Saturday, January 30, 2010

O Come, O Come, Emmanuel

Here's Part II of the Cambridge trip: Emmanuel College. It was founded as a training college for Protestant preachers in 1584, and was all-male until 1979. It is comprised of several attached courtyards. Below is a photo of the front courtyard. Only professors, or "fellows" as they are called at Cambridge, are allowed to walk on the lawn. Everyone else has to walk around the outer walkways.

Here is one of the adjoining courtyards. The building on the left is dorm rooms, and the one on the right, that you can just see the corner of, is the library. Excepting the front courtyard, the courtyards at Emmanuel are all filled with hedge mazes and such, all organized and trimmed in traditional Tudor fashion, complete with herb gardens between the rows.

The dining hall. And to think I put up with Prentiss for two years. Not fair.

The hall is actually much longer than the picture shows, but I was forced to crop a lot of it in an effort to make my very cock-eyed photo somewhat straighter. The profs sit at the top table and get waited on.


The college chapel. The pews are built facing inward rather than forward to signify that this is an academic setting, not just a religious one.

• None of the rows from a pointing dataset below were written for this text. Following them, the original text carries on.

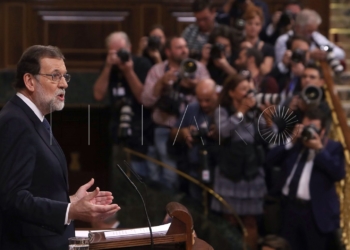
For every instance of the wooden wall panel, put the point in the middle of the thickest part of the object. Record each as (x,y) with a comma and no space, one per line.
(80,27)
(15,33)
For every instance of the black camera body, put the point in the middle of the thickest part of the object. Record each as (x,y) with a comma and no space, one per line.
(298,56)
(153,43)
(312,96)
(125,119)
(199,135)
(332,61)
(216,51)
(124,55)
(309,132)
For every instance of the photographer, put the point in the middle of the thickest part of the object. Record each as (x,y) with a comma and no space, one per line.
(196,35)
(122,79)
(254,20)
(239,177)
(152,46)
(306,24)
(288,72)
(162,80)
(311,165)
(251,59)
(311,94)
(218,55)
(281,22)
(195,128)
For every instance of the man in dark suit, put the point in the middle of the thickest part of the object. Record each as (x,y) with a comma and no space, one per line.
(311,164)
(36,209)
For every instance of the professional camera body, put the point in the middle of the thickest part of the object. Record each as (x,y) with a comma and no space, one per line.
(170,103)
(333,62)
(264,98)
(216,51)
(309,132)
(312,96)
(124,55)
(298,56)
(125,119)
(153,43)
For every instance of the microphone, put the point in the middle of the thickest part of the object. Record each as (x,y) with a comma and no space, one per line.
(143,202)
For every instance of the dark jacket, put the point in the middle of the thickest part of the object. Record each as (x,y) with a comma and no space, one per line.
(33,183)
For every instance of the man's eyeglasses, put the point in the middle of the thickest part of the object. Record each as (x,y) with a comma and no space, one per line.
(56,77)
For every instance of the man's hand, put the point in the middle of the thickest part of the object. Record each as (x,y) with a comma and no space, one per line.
(314,143)
(103,198)
(87,210)
(318,54)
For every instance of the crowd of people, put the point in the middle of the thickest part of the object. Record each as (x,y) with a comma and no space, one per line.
(200,102)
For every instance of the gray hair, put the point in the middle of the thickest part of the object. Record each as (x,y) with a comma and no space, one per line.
(116,36)
(308,16)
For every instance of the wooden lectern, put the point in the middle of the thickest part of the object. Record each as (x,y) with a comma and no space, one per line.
(180,235)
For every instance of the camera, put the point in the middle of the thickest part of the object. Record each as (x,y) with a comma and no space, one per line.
(216,51)
(285,19)
(188,68)
(199,135)
(332,61)
(171,102)
(239,24)
(153,43)
(263,98)
(312,96)
(309,132)
(123,55)
(298,56)
(125,119)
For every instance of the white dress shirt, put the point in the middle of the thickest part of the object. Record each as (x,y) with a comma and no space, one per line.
(281,46)
(41,117)
(303,191)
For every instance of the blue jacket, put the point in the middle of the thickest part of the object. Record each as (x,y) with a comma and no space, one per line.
(328,168)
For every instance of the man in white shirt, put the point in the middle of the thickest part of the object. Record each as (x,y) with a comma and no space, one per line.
(310,165)
(306,24)
(36,209)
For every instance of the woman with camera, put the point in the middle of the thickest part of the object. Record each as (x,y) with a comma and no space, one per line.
(239,177)
(152,46)
(254,20)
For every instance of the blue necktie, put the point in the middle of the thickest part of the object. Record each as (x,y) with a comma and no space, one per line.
(294,184)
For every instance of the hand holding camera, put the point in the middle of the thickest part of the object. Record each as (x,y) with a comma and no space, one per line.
(311,138)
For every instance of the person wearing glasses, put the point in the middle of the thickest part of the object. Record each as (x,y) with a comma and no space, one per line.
(36,211)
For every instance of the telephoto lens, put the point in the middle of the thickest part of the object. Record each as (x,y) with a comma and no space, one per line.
(123,55)
(308,132)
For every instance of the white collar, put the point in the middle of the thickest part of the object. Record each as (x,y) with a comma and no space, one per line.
(31,105)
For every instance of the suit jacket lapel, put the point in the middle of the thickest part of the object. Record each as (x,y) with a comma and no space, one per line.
(45,135)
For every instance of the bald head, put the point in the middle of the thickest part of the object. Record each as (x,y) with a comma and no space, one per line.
(206,95)
(118,40)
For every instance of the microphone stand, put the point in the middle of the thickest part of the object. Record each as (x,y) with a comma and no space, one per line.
(143,202)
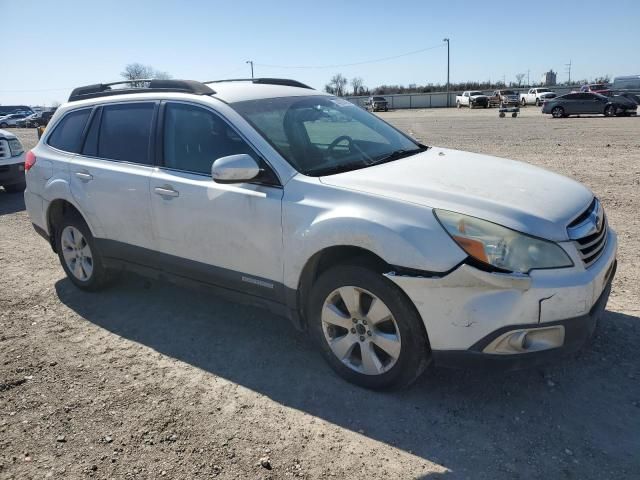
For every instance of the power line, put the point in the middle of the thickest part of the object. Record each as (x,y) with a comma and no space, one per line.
(339,65)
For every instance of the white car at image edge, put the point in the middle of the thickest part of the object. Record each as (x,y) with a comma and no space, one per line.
(392,254)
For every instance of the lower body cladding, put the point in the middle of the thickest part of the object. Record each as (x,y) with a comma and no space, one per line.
(476,318)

Close-up of one of the stained glass windows in the chapel. Each of the windows depicts two people of great import who either attended or taught at Emmanuel College. Here we have Lawrence Chaderton, right, who was the first headmaster of Emmanuel. The current headmaster is Lord Wilson, Baron of Dinton. To the left is John Harvard (as in Harvard University, the U.S.'s oldest university), who was a student here. In the top right-hand corner of his picture is a ship, to signify his crossing the Atlantic to the New World and setting up Harvard University.

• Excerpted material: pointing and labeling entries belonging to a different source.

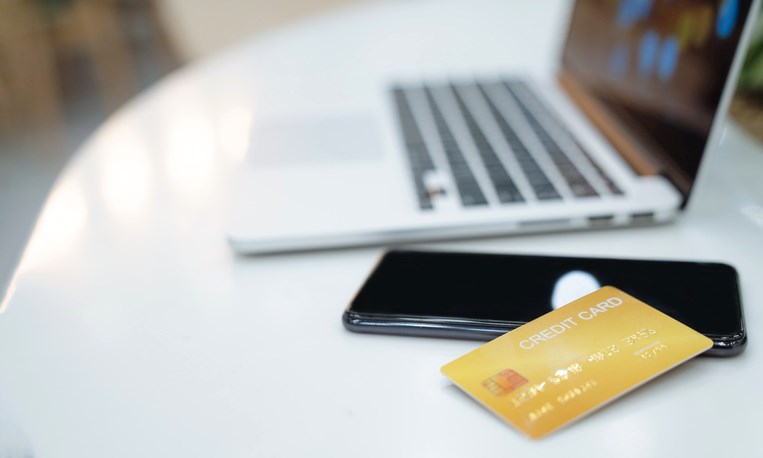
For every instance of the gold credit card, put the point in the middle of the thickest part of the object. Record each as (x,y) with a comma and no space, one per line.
(573,360)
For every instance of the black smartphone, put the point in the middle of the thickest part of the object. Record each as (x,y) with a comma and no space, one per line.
(482,296)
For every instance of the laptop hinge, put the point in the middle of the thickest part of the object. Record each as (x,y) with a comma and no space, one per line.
(633,153)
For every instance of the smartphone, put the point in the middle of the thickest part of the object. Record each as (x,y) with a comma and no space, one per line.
(482,296)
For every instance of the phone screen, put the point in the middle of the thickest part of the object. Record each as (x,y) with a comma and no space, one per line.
(518,289)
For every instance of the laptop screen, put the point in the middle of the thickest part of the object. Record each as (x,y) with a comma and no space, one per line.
(657,70)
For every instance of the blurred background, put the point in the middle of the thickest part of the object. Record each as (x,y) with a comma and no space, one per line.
(66,65)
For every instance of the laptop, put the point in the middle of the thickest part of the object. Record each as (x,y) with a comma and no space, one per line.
(640,95)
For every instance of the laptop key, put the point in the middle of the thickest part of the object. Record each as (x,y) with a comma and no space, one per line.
(505,187)
(420,161)
(538,180)
(468,188)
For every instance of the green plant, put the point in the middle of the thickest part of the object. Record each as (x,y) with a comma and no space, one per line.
(751,77)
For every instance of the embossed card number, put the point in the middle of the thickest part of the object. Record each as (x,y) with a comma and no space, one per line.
(573,360)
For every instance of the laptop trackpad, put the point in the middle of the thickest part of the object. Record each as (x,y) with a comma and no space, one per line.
(305,141)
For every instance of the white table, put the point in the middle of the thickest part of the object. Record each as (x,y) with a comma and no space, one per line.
(135,331)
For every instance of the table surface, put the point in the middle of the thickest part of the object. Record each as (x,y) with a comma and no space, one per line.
(136,331)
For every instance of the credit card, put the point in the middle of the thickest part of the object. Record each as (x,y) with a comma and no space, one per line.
(571,361)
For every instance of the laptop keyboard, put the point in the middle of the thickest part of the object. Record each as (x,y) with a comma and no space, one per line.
(496,143)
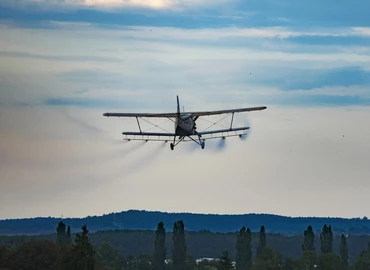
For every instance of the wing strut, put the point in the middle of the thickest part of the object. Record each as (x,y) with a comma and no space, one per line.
(138,124)
(231,125)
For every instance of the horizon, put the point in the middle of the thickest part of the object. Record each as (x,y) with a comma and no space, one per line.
(191,213)
(65,63)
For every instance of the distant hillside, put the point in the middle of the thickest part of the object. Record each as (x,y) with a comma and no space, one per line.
(148,220)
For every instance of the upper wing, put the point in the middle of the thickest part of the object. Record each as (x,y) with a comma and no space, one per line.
(149,134)
(167,115)
(250,109)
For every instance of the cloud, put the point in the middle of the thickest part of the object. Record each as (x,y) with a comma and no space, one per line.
(70,58)
(112,5)
(317,78)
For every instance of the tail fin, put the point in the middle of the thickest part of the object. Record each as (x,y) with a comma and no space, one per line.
(178,106)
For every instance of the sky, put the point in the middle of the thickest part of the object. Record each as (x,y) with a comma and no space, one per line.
(63,63)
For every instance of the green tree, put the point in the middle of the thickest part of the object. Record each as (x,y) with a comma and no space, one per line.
(225,261)
(159,254)
(326,239)
(61,234)
(68,235)
(344,250)
(243,249)
(83,251)
(268,259)
(262,241)
(308,261)
(309,240)
(34,255)
(4,256)
(179,246)
(330,260)
(107,257)
(362,261)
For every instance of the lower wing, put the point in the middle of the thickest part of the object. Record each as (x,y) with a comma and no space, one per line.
(206,135)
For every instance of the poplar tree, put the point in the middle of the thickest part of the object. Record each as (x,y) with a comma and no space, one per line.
(159,254)
(243,249)
(344,250)
(309,240)
(326,239)
(262,241)
(179,246)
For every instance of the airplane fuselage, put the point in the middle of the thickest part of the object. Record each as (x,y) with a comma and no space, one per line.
(185,125)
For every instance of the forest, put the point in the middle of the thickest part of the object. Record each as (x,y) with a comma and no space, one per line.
(146,220)
(170,250)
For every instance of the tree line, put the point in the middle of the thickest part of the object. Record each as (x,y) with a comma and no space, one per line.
(63,253)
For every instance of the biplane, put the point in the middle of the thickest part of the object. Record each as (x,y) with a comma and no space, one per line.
(185,126)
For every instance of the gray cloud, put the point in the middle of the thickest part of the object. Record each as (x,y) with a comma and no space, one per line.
(69,58)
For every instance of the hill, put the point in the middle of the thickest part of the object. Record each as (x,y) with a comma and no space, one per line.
(148,220)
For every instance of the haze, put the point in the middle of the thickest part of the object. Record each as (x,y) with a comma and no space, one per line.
(64,63)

This is John Harvard's dorm building. As in the one he lived in, not one that's named after him. Yeah.


Part of the grounds in back of the college. The pond used to be stocked with fish, and the priests- and monks-in-training would catch fish as part of their dinners.

On the far left-hand side of the photo is the requisite Ugly Modern Sculpture that it seems no beautiful college can be without. And I thought it was just Whitman that had a hideous artwork problem.


All in all, though, a lovely Cambridge college--and one of many!